Analisa Harian Kekerasan Negara Terhadap Warga Berambut Gimbal di Papua

Kekerasan Negara Terhadap Warga Berambut Gimbal di Papua

-

Tanah Papua terus menjadi saksi bisu atas kekerasan yang terjadi dalam bayang-bayang operasi militer. Di sejumlah wilayah yang disebut sebagai daerah konflik, aparat keamanan melakukan penangkapan, penyiksaan, hingga pembunuhan terhadap warga sipil dengan dalih keamanan negara. Dalam banyak kasus, tuduhan terhadap warga sipil dilakukan tanpa proses hukum yang adil, bahkan hanya berdasarkan penampilan fisik mereka.

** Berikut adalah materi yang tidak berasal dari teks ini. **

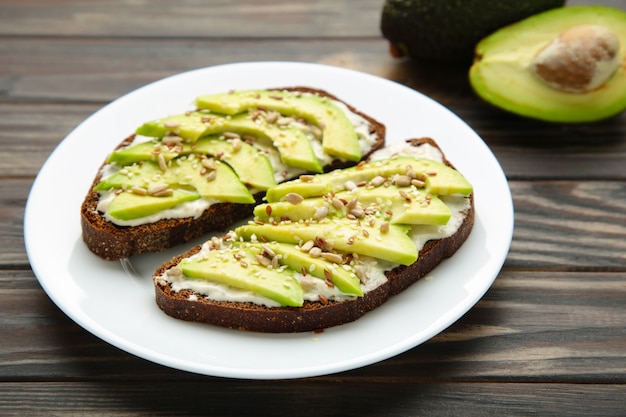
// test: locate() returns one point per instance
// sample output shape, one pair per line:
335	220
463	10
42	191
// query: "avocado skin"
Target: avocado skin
448	30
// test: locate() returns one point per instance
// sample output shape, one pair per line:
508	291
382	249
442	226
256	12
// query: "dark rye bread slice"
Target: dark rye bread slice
112	242
311	316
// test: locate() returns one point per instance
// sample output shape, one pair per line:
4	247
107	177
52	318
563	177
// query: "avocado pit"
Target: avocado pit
581	59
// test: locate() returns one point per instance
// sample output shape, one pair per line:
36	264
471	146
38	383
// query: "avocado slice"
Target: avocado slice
430	30
136	175
339	136
346	280
238	267
439	178
129	206
349	236
527	68
190	126
184	172
144	151
224	185
252	167
403	205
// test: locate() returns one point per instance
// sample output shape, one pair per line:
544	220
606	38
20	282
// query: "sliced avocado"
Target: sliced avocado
189	126
292	143
145	151
447	30
529	68
344	279
186	172
220	183
403	205
239	268
129	206
346	235
252	166
339	136
136	175
439	178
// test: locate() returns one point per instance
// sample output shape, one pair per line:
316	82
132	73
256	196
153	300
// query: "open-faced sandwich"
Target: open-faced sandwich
182	176
325	249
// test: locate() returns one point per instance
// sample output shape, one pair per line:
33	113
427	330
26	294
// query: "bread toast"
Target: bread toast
112	242
186	304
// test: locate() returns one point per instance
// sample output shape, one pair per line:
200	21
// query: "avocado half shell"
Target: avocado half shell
448	30
571	85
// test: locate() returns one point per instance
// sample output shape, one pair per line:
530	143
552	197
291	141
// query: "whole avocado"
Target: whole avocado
448	30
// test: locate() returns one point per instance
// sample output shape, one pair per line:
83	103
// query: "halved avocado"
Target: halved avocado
448	30
565	65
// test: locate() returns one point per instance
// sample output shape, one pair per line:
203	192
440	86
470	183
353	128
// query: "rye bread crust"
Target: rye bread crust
112	242
312	316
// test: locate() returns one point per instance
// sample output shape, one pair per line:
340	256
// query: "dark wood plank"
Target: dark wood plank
45	81
188	18
569	225
310	398
530	326
562	225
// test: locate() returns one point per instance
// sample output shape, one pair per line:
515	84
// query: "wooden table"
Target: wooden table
547	339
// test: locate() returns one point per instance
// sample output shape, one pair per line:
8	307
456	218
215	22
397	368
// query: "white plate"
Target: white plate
104	299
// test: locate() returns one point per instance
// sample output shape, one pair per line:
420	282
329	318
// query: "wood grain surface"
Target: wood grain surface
548	339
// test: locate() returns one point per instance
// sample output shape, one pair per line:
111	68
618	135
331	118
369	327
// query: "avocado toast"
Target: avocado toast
185	175
323	250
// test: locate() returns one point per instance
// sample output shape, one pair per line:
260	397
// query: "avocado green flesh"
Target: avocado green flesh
182	173
225	187
440	179
394	245
139	175
420	210
129	206
500	74
252	167
294	258
145	151
189	126
238	267
339	136
292	143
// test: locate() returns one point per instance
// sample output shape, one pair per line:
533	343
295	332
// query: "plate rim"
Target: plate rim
304	371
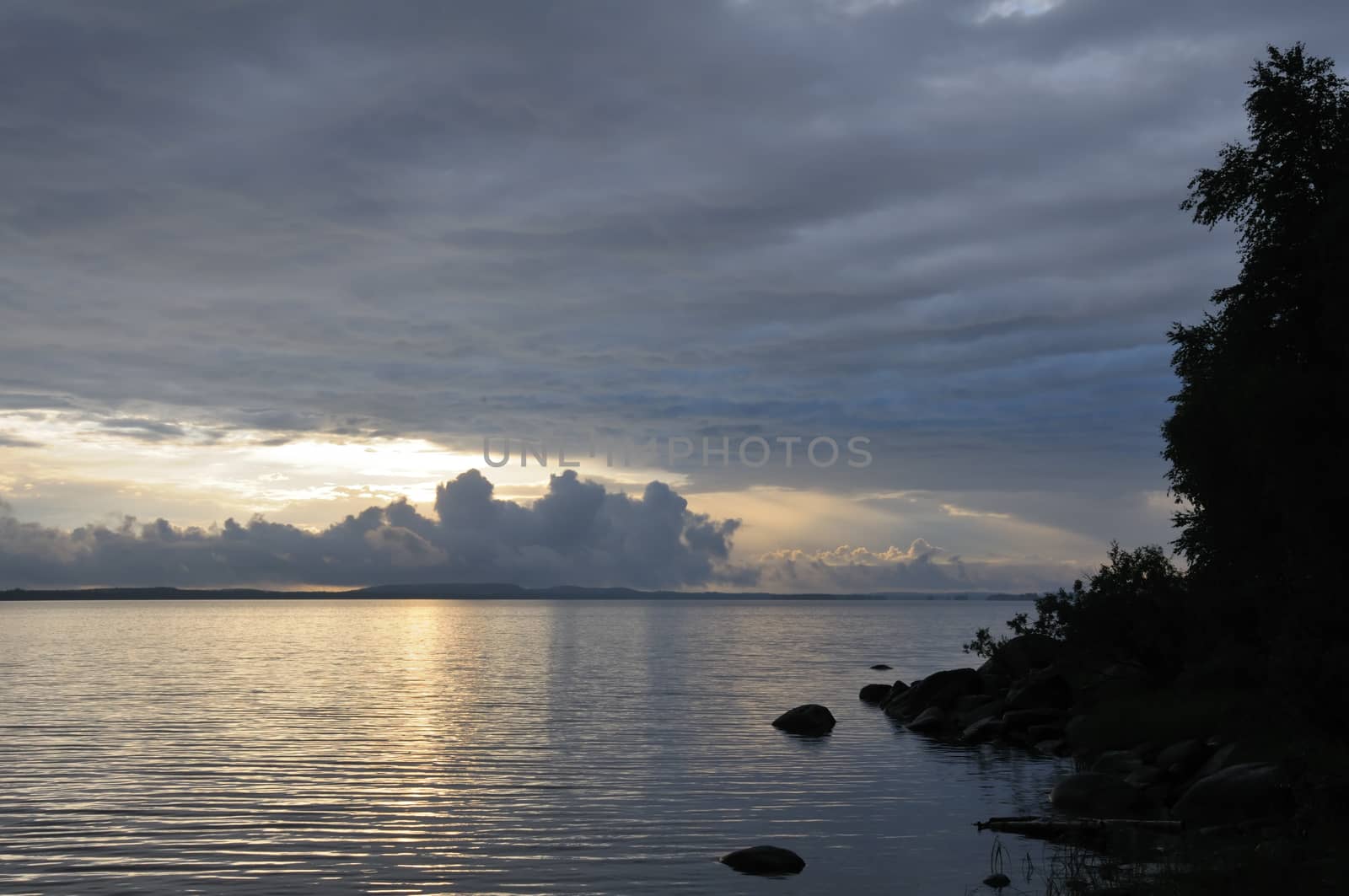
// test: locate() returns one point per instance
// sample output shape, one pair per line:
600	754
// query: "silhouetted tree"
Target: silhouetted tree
1258	439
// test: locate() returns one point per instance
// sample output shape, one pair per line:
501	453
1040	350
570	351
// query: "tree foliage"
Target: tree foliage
1132	609
1256	440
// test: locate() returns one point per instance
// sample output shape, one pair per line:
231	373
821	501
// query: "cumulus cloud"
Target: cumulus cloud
578	534
921	567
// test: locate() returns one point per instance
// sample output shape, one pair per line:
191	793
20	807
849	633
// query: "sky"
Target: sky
273	273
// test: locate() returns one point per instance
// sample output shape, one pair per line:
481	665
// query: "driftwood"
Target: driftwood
1051	828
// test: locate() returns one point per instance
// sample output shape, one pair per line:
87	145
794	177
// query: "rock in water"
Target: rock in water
874	694
1023	655
930	720
809	718
764	860
1236	794
939	689
1093	794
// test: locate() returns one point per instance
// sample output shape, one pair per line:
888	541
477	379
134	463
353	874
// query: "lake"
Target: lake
485	747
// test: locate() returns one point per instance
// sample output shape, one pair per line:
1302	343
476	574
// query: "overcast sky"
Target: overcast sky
297	260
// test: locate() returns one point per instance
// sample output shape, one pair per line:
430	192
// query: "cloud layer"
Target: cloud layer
949	226
578	534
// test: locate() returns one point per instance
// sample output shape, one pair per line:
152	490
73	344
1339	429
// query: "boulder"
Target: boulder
941	689
874	693
1144	776
1023	720
930	720
1117	682
1116	763
1047	732
1236	794
991	709
1093	794
896	693
1043	689
971	700
1182	759
764	860
809	718
1024	653
985	729
1220	760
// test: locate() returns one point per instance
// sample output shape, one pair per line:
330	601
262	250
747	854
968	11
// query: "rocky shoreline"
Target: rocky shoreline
1036	694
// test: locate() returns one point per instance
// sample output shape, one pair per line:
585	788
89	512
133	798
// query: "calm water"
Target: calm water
460	747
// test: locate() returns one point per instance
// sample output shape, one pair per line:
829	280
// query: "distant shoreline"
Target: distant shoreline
492	591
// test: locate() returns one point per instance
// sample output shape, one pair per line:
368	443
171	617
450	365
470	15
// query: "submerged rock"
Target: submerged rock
874	693
764	860
809	718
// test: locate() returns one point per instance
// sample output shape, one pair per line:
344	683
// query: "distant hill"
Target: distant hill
469	590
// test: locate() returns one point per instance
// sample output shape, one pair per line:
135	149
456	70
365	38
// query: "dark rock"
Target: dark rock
1043	689
764	860
1236	794
1182	759
966	718
1093	794
941	689
896	693
1116	763
809	718
971	700
874	694
1144	776
1117	682
1220	760
930	720
982	730
1023	720
1024	653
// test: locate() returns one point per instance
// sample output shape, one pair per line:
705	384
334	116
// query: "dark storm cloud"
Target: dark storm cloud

Salah satu ciri fisik yang sering dijadikan dasar kecurigaan adalah rambut gimbal. Di Papua, rambut gimbal bukan sekadar gaya, melainkan bagian dari identitas budaya dan ekspresi diri sebagian orang muda. Namun, kenyataannya tak sedikit dari mereka yang berambut gimbal justru menjadi sasaran kekerasan karena dianggap bagian dari Tentara Pembebasan Nasional Papua Barat (TPN-PB).

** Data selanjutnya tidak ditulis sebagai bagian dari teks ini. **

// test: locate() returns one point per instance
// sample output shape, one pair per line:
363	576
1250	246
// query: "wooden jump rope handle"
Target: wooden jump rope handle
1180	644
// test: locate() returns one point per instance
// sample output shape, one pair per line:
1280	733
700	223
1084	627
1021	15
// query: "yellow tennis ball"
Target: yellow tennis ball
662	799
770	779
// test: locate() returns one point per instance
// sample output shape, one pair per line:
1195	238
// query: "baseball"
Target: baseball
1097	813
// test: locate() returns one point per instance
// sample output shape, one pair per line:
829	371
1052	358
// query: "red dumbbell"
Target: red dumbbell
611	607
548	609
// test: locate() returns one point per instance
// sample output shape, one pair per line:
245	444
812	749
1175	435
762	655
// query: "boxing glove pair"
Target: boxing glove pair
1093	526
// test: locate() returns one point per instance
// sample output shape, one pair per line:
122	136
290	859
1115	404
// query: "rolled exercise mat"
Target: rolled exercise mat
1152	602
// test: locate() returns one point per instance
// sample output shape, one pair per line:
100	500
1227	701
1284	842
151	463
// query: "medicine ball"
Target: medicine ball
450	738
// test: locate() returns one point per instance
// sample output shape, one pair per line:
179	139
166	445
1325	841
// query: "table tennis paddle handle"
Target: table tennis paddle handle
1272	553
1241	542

Fenomena ini menimbulkan pertanyaan penting: mengapa rambut gimbal—sebuah ekspresi budaya—bisa dijadikan alasan untuk menstigmatisasi seseorang sebagai musuh negara? Apa yang sebenarnya terjadi ketika identitas budaya dianggap sebagai ancaman?

Tulisan ini bertujuan untuk mengurai hubungan antara stigma, identitas budaya, dan kekerasan negara terhadap warga sipil Papua. Dengan membedah bagaimana tubuh dan penampilan dijadikan alat ukur loyalitas, kita akan melihat bagaimana negara turut membentuk kekerasan melalui proses dehumanisasi terhadap warganya sendiri.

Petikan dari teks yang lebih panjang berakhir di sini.